The War on Us
The conservative and liberal factions in this country have, in collusion, turned moot the nonpartisan desire for personal responsibility and liberty which we the people embrace. As a result, the 'war on drugs' has shifted in the last several years to a war on the people.
Sound far-fetched? Think carefully. Just about all of us, conservative and liberal, think that people who commit crimes ought to pay the penalty, no excuses. We also believe, again almost unanimously, that people who commit no crimes ought to be left alone.
Instead, because of the war on us, people who do drugs but commit no crimes go to jail daily, while those who do drugs and commit crimes have their sentences reduced in favor of rehabilitation programs. The former is misguided morality, the latter misguided compassion - all misguided reason.
While the roots of the problem in reality are undeniably economic, the form of the current arguments to make victimless, nonviolent drug use a crime boil down to two: drug users are wasting their lives (liberal), and drug use is connected to crime (conservative).
With regard to the latter: in case you don't know, allow me to instruct you - criminals are criminals, whether or not they do drugs. An individual's personal responsibility is not suspended when they do a drug, and most drug users know that. A person who would steal to feed a drug addiction was a thief before doing any drugs at all, period. Ask yourself this: if a person with no criminal record took a job with a big corporation, discovered an 'easy' way to steal a lot of money from the company, and took the opportunity, would you say that the corporation was to blame? Maybe corporations should be illegal, because they do nothing but entice persons to crime? No, you'd say that the person was a thief before ever taking the job. They should take the consequences without leniency, regardless of the strength of temptation provided by the company.

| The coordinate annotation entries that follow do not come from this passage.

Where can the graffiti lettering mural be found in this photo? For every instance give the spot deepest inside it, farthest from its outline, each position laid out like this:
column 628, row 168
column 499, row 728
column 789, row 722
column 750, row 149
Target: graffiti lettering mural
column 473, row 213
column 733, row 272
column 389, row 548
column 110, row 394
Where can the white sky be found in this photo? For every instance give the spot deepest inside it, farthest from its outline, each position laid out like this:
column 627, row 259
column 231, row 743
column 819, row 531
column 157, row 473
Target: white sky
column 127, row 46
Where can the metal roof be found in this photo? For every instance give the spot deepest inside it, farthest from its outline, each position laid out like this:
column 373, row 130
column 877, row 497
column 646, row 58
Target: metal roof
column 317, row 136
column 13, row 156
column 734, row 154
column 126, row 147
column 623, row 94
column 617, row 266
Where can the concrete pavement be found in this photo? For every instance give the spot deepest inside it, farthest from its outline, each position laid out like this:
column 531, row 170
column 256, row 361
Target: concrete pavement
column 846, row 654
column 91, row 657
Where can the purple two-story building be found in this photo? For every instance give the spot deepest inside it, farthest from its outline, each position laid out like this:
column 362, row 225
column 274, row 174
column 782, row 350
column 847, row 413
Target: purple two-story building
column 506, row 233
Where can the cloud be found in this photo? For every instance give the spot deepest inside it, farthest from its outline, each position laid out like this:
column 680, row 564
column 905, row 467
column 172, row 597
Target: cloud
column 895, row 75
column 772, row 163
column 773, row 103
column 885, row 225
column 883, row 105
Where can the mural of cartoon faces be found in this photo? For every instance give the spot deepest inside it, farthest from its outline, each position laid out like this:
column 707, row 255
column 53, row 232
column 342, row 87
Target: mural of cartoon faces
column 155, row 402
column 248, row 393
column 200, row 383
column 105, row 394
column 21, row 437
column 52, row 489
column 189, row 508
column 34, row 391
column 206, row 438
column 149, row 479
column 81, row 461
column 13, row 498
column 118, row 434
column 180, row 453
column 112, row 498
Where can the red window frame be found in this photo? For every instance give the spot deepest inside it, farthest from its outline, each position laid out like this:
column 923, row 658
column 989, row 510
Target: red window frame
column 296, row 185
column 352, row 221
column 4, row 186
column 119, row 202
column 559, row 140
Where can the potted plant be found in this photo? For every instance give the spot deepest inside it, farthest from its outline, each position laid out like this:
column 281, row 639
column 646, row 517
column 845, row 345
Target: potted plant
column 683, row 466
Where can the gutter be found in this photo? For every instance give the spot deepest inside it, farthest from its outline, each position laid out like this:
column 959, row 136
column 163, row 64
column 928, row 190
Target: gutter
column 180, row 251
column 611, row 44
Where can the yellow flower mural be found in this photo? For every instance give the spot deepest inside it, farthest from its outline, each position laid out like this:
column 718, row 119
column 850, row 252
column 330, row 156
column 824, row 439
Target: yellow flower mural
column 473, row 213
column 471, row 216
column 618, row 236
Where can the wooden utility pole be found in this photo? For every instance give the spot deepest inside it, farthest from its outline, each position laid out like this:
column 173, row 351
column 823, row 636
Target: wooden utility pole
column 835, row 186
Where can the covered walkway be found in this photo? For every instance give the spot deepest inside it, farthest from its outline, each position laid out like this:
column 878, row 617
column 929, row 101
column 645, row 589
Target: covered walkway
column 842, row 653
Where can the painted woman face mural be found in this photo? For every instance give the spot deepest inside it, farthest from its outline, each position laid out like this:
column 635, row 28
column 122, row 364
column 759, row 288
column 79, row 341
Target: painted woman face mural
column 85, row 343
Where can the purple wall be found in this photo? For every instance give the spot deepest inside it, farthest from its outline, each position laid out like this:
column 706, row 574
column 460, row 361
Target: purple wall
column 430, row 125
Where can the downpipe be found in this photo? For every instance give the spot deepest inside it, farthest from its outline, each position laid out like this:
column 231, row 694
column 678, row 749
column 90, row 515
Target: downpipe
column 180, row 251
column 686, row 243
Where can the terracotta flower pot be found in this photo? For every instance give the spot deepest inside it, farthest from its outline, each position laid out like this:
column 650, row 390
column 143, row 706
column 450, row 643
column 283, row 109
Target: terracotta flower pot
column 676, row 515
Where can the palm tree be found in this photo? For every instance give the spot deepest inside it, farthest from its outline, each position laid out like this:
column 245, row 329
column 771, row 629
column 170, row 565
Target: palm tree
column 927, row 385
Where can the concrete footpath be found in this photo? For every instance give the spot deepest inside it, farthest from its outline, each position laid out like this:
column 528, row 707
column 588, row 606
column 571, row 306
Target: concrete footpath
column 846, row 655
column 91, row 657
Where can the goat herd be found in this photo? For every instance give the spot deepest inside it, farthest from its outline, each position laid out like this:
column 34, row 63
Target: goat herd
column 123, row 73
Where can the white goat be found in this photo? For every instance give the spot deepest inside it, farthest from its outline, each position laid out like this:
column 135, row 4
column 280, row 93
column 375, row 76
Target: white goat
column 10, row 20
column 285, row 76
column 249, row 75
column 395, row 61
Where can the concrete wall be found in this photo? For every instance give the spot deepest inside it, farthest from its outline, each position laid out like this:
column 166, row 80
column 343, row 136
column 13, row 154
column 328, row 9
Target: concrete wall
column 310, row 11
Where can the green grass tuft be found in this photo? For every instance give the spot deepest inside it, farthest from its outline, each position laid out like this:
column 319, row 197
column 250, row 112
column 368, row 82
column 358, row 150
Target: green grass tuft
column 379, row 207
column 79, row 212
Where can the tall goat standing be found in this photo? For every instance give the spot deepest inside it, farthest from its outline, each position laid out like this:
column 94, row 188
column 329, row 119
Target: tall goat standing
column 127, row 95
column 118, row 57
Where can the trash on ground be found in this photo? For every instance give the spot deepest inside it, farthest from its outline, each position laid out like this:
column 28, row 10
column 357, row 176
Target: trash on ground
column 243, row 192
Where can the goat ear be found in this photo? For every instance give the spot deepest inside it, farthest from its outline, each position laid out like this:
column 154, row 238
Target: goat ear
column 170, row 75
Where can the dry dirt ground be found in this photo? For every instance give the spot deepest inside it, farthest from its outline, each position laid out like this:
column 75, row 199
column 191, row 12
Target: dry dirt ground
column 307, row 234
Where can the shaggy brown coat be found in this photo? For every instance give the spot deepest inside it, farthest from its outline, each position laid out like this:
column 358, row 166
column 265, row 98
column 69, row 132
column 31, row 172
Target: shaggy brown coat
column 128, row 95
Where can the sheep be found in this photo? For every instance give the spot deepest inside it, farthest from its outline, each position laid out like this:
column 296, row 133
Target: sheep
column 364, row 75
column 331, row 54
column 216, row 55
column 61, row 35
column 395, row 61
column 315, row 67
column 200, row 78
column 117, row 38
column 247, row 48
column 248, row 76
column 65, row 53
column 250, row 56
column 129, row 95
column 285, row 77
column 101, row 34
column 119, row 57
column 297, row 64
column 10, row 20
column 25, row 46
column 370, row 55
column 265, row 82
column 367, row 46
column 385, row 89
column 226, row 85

As for the 'wasted life' argument, it was no less than Jimmy Carter (the only one of the last four presidents who, while certainly ineffective, yet legitimately held the interest of the people in the highest regard) who said that no law, enacted to protect people from harm, should itself cause more harm to those it was designed to protect. Want to talk about a wasted life? - put a person in jail for ten years to protect him from wasting his life. That's a wasted life. And isn't it the height of arrogance to suggest that I know what it is that wastes a life? Many would say that tireless devotion to work is a wasted life. Should we make that illegal? Set up work diversion programs?
The conservatives started it by calling drug use immoral, the liberals exacerbated it by offering excuses for human frailty. The argument emanating from these viewpoints are many and confused. But the fact remains that if persons who've committed no crime are released from jail, and those who commit crimes are put in jail, whether or not they do drugs, there would be no need to build a new prison for many years to come.